Friendships are a lot like blackberries, it seems.... the good ones are juicy and worth waiting for. Worth the time and the energy. Worth the watching and wondering. There are some that look appealing; but you can tell, by a gentle touch, they're not quite ready to savor yet. Even the obvious unripened ones, nestled in the perfect place to be picked, offer promise of more to come, if you can be patient. Then there are those pesky thorns. The thorns are friends who have betrayed, abandoned, or just withered on the vine. No matter how careful you are, one always seems to scratch you on the way to the good fruit.Like blackberry bushes, some friendships are planted deliberately: nurtured, pruned, well cared for. Easier to harvest with a clear provenance; a known growing location. These are the friendships encouraged by repeated exposure: at school, at work, at worship, at an activity. The shared comfort of a known commonality. Like going to the garden center and letting an expert guide you on your selection. "Part shade? Rocky soil? Low maintenance? Try this." Then there are the bushes that spring up unexpectedly. Sometimes from seeds offered by an existing bush. Sometimes from seeds blown in from elsewhere. These are the serendipitous friendships. The ones involving risk.... a certain leap of faith and commitment to continue...no garden expert wingman.

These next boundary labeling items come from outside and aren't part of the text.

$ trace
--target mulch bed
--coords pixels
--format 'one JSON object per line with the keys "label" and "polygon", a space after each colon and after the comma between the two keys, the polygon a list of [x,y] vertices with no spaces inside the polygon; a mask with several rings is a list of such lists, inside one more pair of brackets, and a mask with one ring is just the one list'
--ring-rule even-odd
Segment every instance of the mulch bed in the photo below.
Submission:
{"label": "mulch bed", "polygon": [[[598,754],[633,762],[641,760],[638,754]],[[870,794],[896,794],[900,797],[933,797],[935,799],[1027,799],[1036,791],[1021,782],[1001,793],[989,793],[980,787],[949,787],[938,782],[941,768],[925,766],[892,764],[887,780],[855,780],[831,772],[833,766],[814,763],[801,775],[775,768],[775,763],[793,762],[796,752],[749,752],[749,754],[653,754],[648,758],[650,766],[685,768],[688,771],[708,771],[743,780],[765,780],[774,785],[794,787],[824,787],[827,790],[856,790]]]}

I've been thinking a lot about friendships in the past two years--how they ebb and flow. How the obvious ones seem to be less cared for and the happenstance ones are somehow more precious. How some stand so strong through whatever life deals them. Challenged by distance or circumstance. Held together by a tenacious bond or even just a wish and a prayer, but sustained, none-the-less. Others fold like a house of cards. Just like that. Years of sharing and caring.... decimated by a single action.... intentional or otherwise. Often there is an effort to rectify things. Just as often, there are those who chose to shut down and drift away. As if to say, this friendship was never worth the effort anyway. Goodbye and good riddance.
To which I say: Dang. Dang that people don't try to put themselves in other's shoes. Dang that one hiccup is deemed worthy of throwing the whole thing away. Dang that in general, friendships are treated as if they are disposable; when they are no longer pretty, or useful or fit into the current state of affairs, they get tossed aside. What happened to reaching out? What happened to caring? What happened to attempting to restore what once was before delegating it to the rubbish heap?

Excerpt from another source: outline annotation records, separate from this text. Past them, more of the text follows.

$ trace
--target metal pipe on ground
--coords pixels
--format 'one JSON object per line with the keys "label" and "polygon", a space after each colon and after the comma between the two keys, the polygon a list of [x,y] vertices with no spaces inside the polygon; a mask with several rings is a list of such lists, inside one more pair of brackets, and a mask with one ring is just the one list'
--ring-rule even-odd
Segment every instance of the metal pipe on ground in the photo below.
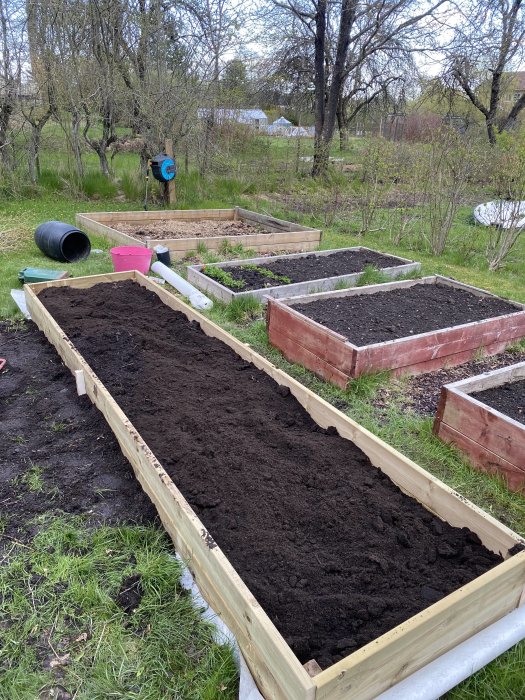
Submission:
{"label": "metal pipe on ground", "polygon": [[166,280],[166,282],[171,284],[172,287],[175,287],[175,289],[178,292],[188,297],[190,304],[195,309],[212,308],[213,302],[211,299],[208,299],[207,296],[204,296],[202,292],[199,292],[199,290],[196,289],[192,284],[187,282],[176,272],[173,272],[173,270],[170,270],[170,268],[164,265],[163,263],[154,262],[151,266],[151,269],[153,270],[153,272],[156,272],[158,275],[163,277]]}

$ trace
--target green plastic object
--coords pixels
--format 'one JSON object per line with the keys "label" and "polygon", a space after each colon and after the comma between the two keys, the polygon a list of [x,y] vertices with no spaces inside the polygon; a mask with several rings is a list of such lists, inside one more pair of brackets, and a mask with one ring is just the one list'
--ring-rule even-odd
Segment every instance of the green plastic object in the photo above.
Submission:
{"label": "green plastic object", "polygon": [[18,279],[22,284],[31,282],[50,282],[52,280],[62,280],[69,277],[69,272],[64,270],[43,270],[39,267],[24,267],[18,273]]}

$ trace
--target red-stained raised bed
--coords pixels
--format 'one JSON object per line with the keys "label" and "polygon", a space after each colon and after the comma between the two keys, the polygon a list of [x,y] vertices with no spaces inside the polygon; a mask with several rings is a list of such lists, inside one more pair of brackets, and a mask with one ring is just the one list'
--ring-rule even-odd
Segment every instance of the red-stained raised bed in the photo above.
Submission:
{"label": "red-stained raised bed", "polygon": [[[310,313],[307,315],[305,312],[311,304],[311,315],[314,316],[315,304],[318,302],[341,301],[344,306],[355,297],[361,297],[359,303],[363,306],[363,295],[383,292],[399,294],[400,290],[410,290],[420,285],[461,290],[463,294],[479,297],[489,304],[499,302],[505,306],[505,310],[498,315],[487,313],[486,318],[469,323],[449,327],[439,327],[437,323],[437,327],[428,332],[416,332],[406,337],[369,344],[358,344],[352,339],[354,332],[358,335],[359,326],[364,321],[356,320],[355,326],[343,335],[321,325],[309,317]],[[410,293],[414,294],[414,290]],[[387,298],[388,295],[383,295],[381,300],[386,302]],[[381,305],[379,307],[376,320],[388,325],[388,321],[383,318],[386,310]],[[453,309],[450,308],[446,313],[452,312]],[[344,309],[340,315],[344,316]],[[442,310],[441,315],[444,315]],[[396,374],[420,374],[444,366],[459,365],[472,359],[480,349],[493,355],[501,352],[509,343],[525,337],[523,304],[507,302],[482,289],[439,275],[288,299],[269,299],[266,321],[270,343],[281,350],[288,360],[299,362],[342,388],[346,387],[350,379],[370,372],[393,370]]]}
{"label": "red-stained raised bed", "polygon": [[523,406],[524,384],[525,362],[445,384],[434,421],[435,435],[457,445],[474,467],[500,474],[512,491],[522,493],[525,423],[495,406],[507,403],[505,391],[513,394],[510,403]]}

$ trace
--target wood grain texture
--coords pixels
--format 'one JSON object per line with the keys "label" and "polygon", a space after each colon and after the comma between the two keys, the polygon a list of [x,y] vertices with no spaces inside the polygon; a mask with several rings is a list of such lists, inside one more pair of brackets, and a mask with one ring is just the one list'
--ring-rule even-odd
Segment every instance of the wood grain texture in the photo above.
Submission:
{"label": "wood grain texture", "polygon": [[[317,373],[321,367],[317,362],[319,359],[342,375],[353,376],[355,348],[339,333],[275,299],[268,299],[266,327],[270,343],[279,348],[288,360],[302,364],[300,358],[305,357],[303,350],[306,350],[313,363],[304,366],[312,372]],[[323,374],[319,376],[326,378]]]}
{"label": "wood grain texture", "polygon": [[[500,476],[511,491],[525,493],[525,470],[495,454],[464,433],[441,422],[437,435],[444,442],[454,444],[467,458],[468,462],[491,476]],[[520,462],[523,464],[523,461]]]}
{"label": "wood grain texture", "polygon": [[442,424],[525,470],[525,425],[468,394],[448,387],[444,387],[444,394]]}
{"label": "wood grain texture", "polygon": [[[468,362],[480,349],[487,355],[496,354],[504,350],[510,343],[525,337],[525,309],[523,305],[516,303],[516,311],[510,314],[371,345],[356,346],[350,340],[339,336],[341,338],[340,345],[344,344],[347,348],[352,348],[351,365],[348,364],[348,361],[343,365],[338,363],[337,358],[339,356],[341,358],[340,361],[345,362],[345,358],[348,358],[348,353],[343,352],[341,347],[338,352],[333,348],[331,357],[323,354],[322,349],[319,347],[319,338],[317,337],[320,332],[312,334],[312,324],[315,322],[304,314],[299,314],[294,309],[296,304],[309,304],[320,299],[376,294],[393,289],[407,289],[418,284],[436,283],[459,286],[467,290],[476,290],[478,295],[483,296],[482,290],[460,283],[451,284],[448,278],[434,275],[424,277],[421,280],[387,282],[353,289],[309,294],[308,296],[287,297],[280,300],[280,328],[279,333],[274,336],[275,347],[284,351],[278,345],[278,342],[286,337],[286,357],[289,359],[293,358],[293,344],[297,343],[308,350],[312,356],[326,360],[344,374],[348,374],[350,377],[359,377],[362,374],[385,370],[393,371],[396,374],[433,372],[443,367],[452,367]],[[294,317],[293,320],[292,316]],[[267,320],[273,321],[271,317],[267,317]],[[290,325],[293,327],[293,332],[286,330]],[[315,325],[324,328],[320,324]],[[325,332],[328,330],[325,329]],[[269,323],[268,335],[270,342],[272,342]],[[315,343],[315,346],[310,345],[310,343]],[[299,356],[305,356],[302,349],[297,350],[296,361],[298,362],[301,361]],[[316,371],[313,365],[305,366],[313,372]],[[325,375],[320,376],[324,377]]]}

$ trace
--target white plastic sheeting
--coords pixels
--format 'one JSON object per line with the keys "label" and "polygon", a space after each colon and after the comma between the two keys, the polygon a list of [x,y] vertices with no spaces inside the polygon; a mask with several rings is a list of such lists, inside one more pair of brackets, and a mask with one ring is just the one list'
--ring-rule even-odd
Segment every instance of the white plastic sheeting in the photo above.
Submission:
{"label": "white plastic sheeting", "polygon": [[525,639],[525,605],[458,644],[377,700],[436,700]]}
{"label": "white plastic sheeting", "polygon": [[[184,566],[184,562],[181,560],[178,554],[177,559]],[[229,644],[232,647],[235,663],[239,669],[240,676],[239,700],[264,700],[255,684],[255,681],[253,680],[253,676],[250,673],[250,669],[248,668],[243,655],[241,654],[239,645],[237,644],[237,640],[235,639],[233,633],[225,625],[223,620],[217,615],[213,608],[210,608],[208,603],[201,596],[199,588],[195,583],[191,572],[186,566],[184,566],[184,573],[181,577],[181,585],[183,588],[186,588],[186,590],[191,591],[191,597],[194,605],[197,608],[202,609],[202,617],[215,625],[214,636],[217,644]]]}

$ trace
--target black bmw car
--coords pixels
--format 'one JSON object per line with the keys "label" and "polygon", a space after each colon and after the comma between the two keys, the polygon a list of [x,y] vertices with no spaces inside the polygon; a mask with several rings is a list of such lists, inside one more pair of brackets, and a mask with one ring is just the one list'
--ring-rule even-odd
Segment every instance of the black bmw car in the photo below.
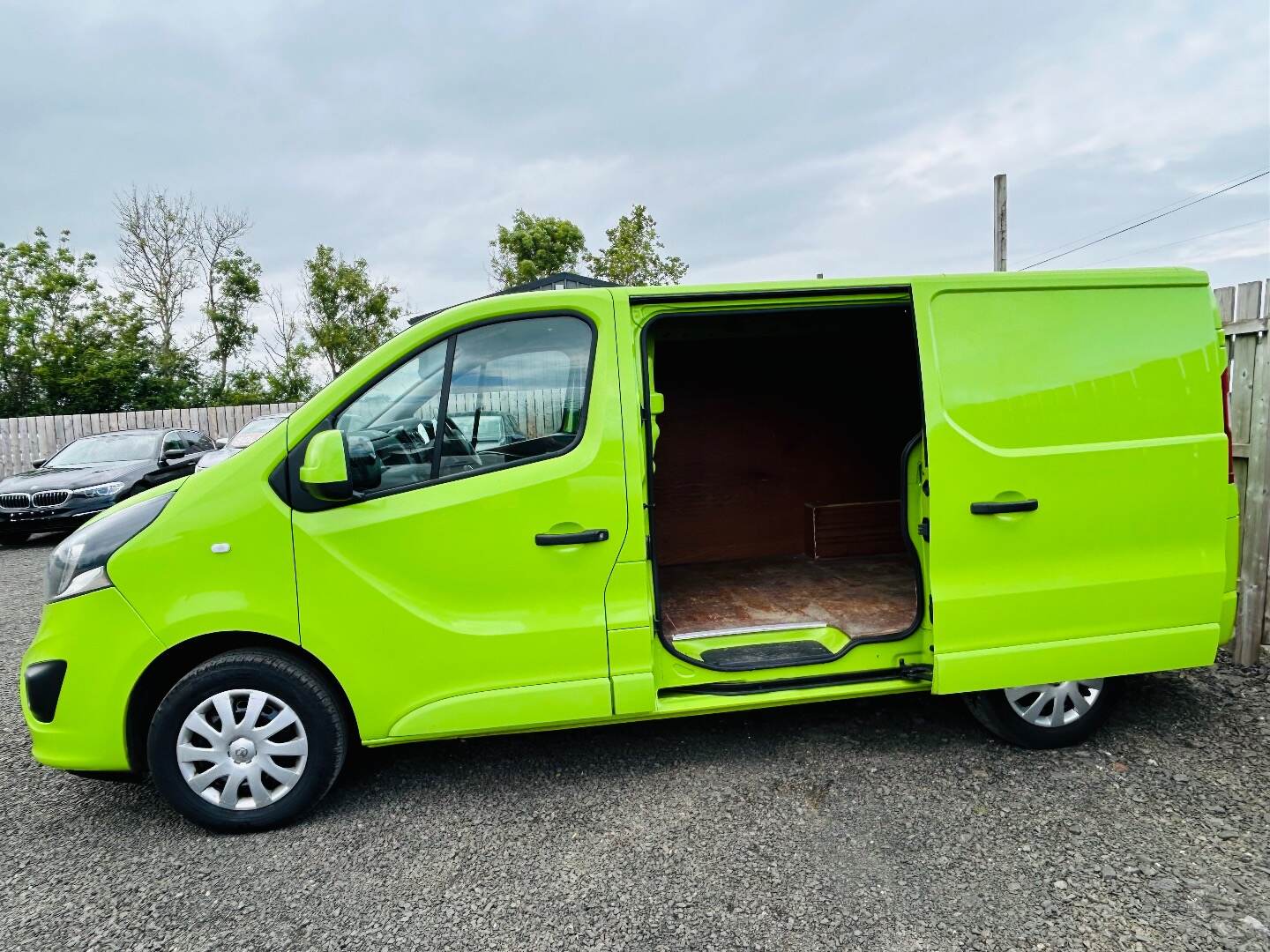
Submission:
{"label": "black bmw car", "polygon": [[0,480],[0,543],[15,545],[37,532],[67,532],[132,493],[194,471],[216,449],[198,430],[121,430],[81,437]]}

Absolutely there exist poisonous friendships that need to pruned back and even pulled out. But like most things, prudence must be paid. Cutting down the entire berry bush just because the birds got to the berries the week your were on vacation seems a bit extreme. Perhaps the current passion towards organic gardening will offer friendships a more cultivated soil for growth. Seek harmony and think how your efforts will affect the whole system. Don't use any chemicals or synthetics. Work creatively with what nature deals you: storms, pestilence, the unexpected. Revel in the irony that by composting and adding decay, you will be rewarded with a beautiful, healthier product. Still, keep a watch for those thorns.
2 comments:
And appreciate those friendships that maintain over the years and the miles, nurtured by the occasional word or note, patiently waiting for that moment when the parties can sit down with a bottle of wine and a few hours to renew those bonds.
Old friends (no, not old like - well, you know, aged old, but old like long-time old) friends are the best!
Dang Girl! Look at you still blogging! Do you ever drink blackberry wine? I thought that's where you were going with the blackberries. Well, congrats for still being somewhat present here at TWN. I only logged back on because someone made a comment about one of my stories! Lol. I think I should post again. Whatcha think?